After the second day of school, I was curious to visit the old
city of Harar. In my teacher attire, casual clothes and a tie,
I wandered down the main street to Feras Megallah, one of the
entrances to the old city. It was about 5 p.m. and the sun was
setting. As I started to walk down the rutted cobble stone path
into the old city, I felt a touch on my arm and turned to face a
man who said, "Sir, it is not safe for you to go down there
alone". Even now, I remember the confusing thoughts that raced
through my mind when hearing that statement. [ An interlude: By
this time in our young Peace Corps lives, we had trained with
Ethiopians and had developed a wonderful respect for these
people. The furthest in our mind was the possibility that we
would face 'unpleasantness' in Ethiopia. This was, of course,
before the children chanted 'ferengi, ferengi, ferengi' and the
beggars 'silet, maksheesh, baksheesh' and then showing anger and
frustration - as we too had so little to give. ]
The speaker was an older person. I guessed around 50. He was
wearing a khaki suit, the type that were popular at the time.

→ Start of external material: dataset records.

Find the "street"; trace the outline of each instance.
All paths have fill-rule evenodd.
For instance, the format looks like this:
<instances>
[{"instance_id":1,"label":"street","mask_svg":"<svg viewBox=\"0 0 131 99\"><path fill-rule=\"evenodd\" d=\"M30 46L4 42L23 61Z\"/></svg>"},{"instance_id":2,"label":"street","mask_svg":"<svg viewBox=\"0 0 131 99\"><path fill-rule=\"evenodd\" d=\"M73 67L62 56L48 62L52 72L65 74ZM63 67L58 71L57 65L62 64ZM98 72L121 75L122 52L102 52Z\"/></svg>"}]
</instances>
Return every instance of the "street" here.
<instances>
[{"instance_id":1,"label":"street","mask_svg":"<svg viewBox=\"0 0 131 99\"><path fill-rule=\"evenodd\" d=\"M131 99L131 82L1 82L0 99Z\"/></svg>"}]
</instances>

I would guess that he was a government employee or teacher or
professional. Our conversation continued "Oh, I am sure that I
will be all right". "No, sir, it is becoming dark and it is not
safe for you to go alone." What to do? "Well, I will visit just
for a minute. I want to see the market. " "Then, I will go with
you" and with that he took my arm and gently directed me towards
the Muslim market. I can remember various musings. "Was he part
of the reason that it was unsafe? I feel like a little child. Is
it really unsafe? Am I keeping this man from his family?" With
those thoughts swirling, we walked into the market area and I
visited the meat shops, examined the spices in baskets on the
ground and after what I felt was a reasonable 'minute' that I
had mentioned earlier, I said. "This is wonderful. I have seen
enough to return during the day" and started to head back up to
As we were walking the thought occurred to me that I had missed
the point entirely. I started to think that he had offered the
'unsafe story' so that it would allow him to 'guide' me for a
time and earn some money. My explanation seemed more plausible
than his 'unsafe'. As we reached the end of our walk and were
again with the garries, taxis and lorries of Feras Megallah,
I reached into my pocket for a birr to pay him for his kindness.
As I offered my 'thank you' and my money, he gently pushed my
hand aside and said, "Sir, I did not do it for the money".
Seconds passed which seemed like a century as I reframed the
moment. I held out my hand to shake his and said, 'thank you for
your kindness". He wished me a good stay in "his country" and
turning, went on his way.
I never saw that man again. I can only reflect on that moment as
the beginning of two very memorable years in Harar. And if I
could see him again, I would thank him for sharing what is truly
the Ethiopian spirit and let him know that as a Peace Corps
volunteer, I too, did not do it for the money.